Our goal is to enhance our understanding of microbiota-dependent mechanisms of how diet impacts immune responses and models of autoimmunity so we can improve responsiveness by providing the immunomodulatory compounds from diet. These approaches can also provide avenues for therapeutic intervention with the identification of microbial-produced immunomodulatory metabolites.

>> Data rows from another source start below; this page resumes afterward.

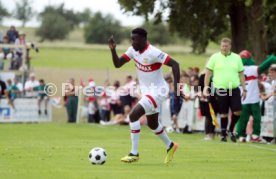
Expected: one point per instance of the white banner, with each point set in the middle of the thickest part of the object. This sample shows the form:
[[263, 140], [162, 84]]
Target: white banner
[[26, 110]]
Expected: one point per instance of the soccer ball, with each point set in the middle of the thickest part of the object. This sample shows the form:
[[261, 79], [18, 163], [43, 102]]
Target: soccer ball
[[97, 156]]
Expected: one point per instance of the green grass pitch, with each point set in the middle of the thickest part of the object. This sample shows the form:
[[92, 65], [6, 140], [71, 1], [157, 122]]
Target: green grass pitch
[[59, 150]]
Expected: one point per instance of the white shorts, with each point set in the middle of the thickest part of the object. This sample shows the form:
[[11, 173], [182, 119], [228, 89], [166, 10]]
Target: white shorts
[[152, 103]]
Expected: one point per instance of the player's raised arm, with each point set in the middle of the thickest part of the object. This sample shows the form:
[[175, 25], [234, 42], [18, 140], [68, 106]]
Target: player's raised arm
[[176, 72], [118, 62]]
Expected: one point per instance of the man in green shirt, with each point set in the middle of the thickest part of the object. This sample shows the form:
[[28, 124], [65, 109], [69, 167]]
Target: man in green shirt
[[227, 70]]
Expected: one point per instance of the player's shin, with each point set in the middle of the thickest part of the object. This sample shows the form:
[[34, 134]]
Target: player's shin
[[135, 135], [161, 133]]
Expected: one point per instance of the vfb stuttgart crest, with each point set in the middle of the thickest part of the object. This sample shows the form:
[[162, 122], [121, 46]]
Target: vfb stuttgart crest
[[145, 61]]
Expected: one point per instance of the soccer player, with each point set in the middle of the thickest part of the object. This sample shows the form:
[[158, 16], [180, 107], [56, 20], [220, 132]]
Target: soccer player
[[154, 89]]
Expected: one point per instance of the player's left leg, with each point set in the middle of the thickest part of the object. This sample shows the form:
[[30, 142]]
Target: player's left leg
[[236, 107], [135, 127], [256, 112], [242, 122], [157, 128]]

Currently, we use a ketogenic diet as a model to dissect these complex interactions where we are exploring how diet impacts autoimmune disease via host-mediated shaping of the microbiota during a mouse model of multiple sclerosis. Here, we are investigating how a ketogenic diet-mediated modulation of host ketone body (β-hydroxybutyrate – βHB) production can alter the immunomodulatory potential of the microbiota to have disease altering consequences.

Related publications:

  • Alexander, M., Upadhyay, V., Rock, R., Ramirez, L., Puchalska, P., Orellana, D., Ang, Q.Y., Turnbaugh, J.A., Tian Y., Dumlao, D., Nayak, R.R., Patterson, A., Newman, J.C, Crawford, P.A, Turnbaugh, P.J. 2023. A diet-dependent host metabolite shapes the gut microbiota to protect from autoimmunity. BioRxiv.
  • Ang, Q.Y., Alexander, M., Newman, J.C., Tian, Y., Cai, J., Upadhyay, V., Turnbaugh, J.A., Verdin, E., Hall, K.D., Leibel, L.L., Ravussin, E., Rosenbaum, M., Patterson, A.D., and Turnbaugh, P.J. 2020. Ketogenesis alters the gut microbiome resulting in decreased intestinal Th17 levels. Cell 181, 1263-1275.E16.

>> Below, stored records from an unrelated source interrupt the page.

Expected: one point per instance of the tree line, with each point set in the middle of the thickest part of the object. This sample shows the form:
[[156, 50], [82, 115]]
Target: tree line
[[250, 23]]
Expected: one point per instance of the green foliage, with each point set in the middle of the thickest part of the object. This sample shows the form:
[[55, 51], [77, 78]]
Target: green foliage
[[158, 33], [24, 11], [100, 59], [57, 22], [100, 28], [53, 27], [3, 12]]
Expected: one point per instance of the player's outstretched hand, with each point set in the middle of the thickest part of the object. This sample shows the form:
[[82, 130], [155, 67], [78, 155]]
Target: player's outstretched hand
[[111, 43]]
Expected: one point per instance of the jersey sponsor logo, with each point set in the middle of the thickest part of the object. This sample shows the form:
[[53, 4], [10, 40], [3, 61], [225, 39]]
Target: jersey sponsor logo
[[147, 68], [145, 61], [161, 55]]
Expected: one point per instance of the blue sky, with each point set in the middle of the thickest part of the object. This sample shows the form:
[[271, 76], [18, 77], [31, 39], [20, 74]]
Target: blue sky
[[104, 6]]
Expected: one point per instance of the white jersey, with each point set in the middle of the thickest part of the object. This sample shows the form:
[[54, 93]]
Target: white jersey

Project 2: Targeting dietary interventions for autoimmunity by leveraging knowledge of how disease-associated microbes influence immune response

Diet-dependent mechanisms of immune activation by the human microbiota and their effects on autoimmunity are beginning to be explored. Understanding how autoimmune-associated microbes influence autoimmunity could not only potentiate the development of targeted dietary interventions but could also identify bioactive compounds that could be directly leveraged for disease therapy.

We are currently exploring the diet-dependent mechanisms of immunomodulation by a specific autoimmune-associated member of the gut microbiota, Eggerthella lenta and if we can leverage these mechanistic insights provide targeted dietary interventions to improve outcome in autoimmunity. In this example, we are investigating the autoimmune altering effect of dietary arginine-responsive metabolism of a Th17 inhibitor by the Cgr2 enzyme of E. lenta. 

Related publications:

  • Alexander, M., Ang, Q.Y., Nayak, R.R., Bustion, A.E., Sandy, M., Zhang, B., Upadhyay, V., Pollard, K.S., Lynch, S.V., and Turnbaugh, P.J. 2022. Human gut bacterial metabolism drives Th17 activation and colitis. Cell Host & Microbe. 30, 17 – 30.e9.